Get rid of the guilt: According to Dr. Megan Fleming, a sex therapist and clinical psychologist, having an STD doesn’t have to ruin your sex life. However, many people with incurable STIs, like herpes, feel ashamed. “Herpes continues to have a stigma associated with it in our culture,” Dr. Fleming said. "But I've had clients, now in their 40s, who got herpes in their early 20s, and few male partners have ever even wanted to use a condom.”

Simply put, you may find a partner that won't be afraid of you because of your STI. 

2. After STD: Sex Outbreak

Beware of sex during an outbreak: Many people with STDs don't display any symptoms. However, if you do experience an outbreak at any point in your life, refrain from sex. “The most significant risk for infection is during an outbreak,” Dr. Fleming explained. "But it's also important to know that asymptomatic shedding (no symptoms) can still transmit the virus.” So be aware of your symptoms before getting busy — and always practice safe sex!

 

3. After STD: Tell Your Partner

Tell your sex partner: In relationships, we must communicate honestly — especially when it comes to sex. Jenelle Marie, a rep for PositiveSingles.com, the largest dating community for those with STDs and herpes, advises anyone with an STI to inform their new partner before putting them at risk. That’s “before you engage in sexual activities with someone ,” she said.

What if you’re not ready to speak your truth? “It's entirely up to the individual how long they wait,” Jenelle added. “Some like to tell people up front before they've established a connection. Others choose to wait until they trust the individual to divulge sensitive information.” 

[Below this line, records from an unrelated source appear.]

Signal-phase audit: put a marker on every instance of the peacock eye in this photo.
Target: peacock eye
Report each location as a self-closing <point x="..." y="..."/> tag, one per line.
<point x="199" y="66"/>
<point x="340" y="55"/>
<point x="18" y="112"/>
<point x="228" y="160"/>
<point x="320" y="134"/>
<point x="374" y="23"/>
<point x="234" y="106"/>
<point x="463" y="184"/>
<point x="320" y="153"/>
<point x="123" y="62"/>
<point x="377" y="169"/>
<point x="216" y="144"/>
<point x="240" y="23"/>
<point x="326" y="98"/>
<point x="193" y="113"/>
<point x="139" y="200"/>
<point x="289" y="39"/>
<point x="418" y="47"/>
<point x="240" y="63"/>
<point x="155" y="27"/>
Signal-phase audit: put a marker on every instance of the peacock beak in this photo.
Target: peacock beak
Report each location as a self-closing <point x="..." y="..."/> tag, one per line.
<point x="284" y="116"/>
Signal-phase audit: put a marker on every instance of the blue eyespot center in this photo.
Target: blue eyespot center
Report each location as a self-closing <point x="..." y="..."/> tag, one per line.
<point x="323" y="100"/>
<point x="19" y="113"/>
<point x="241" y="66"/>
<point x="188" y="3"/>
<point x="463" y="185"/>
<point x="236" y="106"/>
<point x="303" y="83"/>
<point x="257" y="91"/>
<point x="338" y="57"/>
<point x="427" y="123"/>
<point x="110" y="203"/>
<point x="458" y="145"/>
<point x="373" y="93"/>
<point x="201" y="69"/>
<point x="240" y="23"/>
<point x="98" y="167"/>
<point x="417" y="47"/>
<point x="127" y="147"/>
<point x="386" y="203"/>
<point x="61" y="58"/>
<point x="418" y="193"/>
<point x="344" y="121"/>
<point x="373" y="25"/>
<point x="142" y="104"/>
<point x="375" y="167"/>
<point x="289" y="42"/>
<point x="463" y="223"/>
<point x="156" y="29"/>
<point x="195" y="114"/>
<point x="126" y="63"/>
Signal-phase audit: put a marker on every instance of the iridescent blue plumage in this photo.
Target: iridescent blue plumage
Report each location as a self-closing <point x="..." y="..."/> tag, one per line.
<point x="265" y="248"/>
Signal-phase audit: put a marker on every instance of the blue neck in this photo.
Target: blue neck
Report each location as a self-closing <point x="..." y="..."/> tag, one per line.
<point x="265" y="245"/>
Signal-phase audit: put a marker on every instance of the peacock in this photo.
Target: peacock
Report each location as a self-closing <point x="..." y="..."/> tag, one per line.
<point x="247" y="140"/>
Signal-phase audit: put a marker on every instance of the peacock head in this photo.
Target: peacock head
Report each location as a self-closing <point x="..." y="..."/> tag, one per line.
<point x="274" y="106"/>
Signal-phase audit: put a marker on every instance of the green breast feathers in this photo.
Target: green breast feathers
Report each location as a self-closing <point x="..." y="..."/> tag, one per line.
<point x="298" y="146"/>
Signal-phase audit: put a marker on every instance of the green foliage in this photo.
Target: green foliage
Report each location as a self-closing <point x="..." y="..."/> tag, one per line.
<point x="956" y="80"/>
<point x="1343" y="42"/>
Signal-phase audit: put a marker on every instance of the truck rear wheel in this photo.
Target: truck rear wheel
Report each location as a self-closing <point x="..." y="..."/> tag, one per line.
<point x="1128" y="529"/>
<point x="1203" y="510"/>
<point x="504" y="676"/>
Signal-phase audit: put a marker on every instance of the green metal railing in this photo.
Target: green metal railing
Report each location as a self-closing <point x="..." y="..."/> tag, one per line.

4. After STD: Discuss Best Methods

Discuss best safe sex methods: Communication is key! We should always discuss safe sex methods with our partners, especially if you’ve been diagnosed with an STD. “In order to decide what methods are best, discussing risk and ways to reduce risk is a good way to determine if there are medications that can help,” Jenelle explained. "If there are barrier methods that a partner might like to incorporate (condoms, dams, lube, etc.), and if there are any other prevention strategies that would help reduce risk of transmission.”

Once you've covered your bases and you've both made an informed decision, you should enjoy sex. Because an STD shouldn’t destroy your sex life — or send you running to a monastery.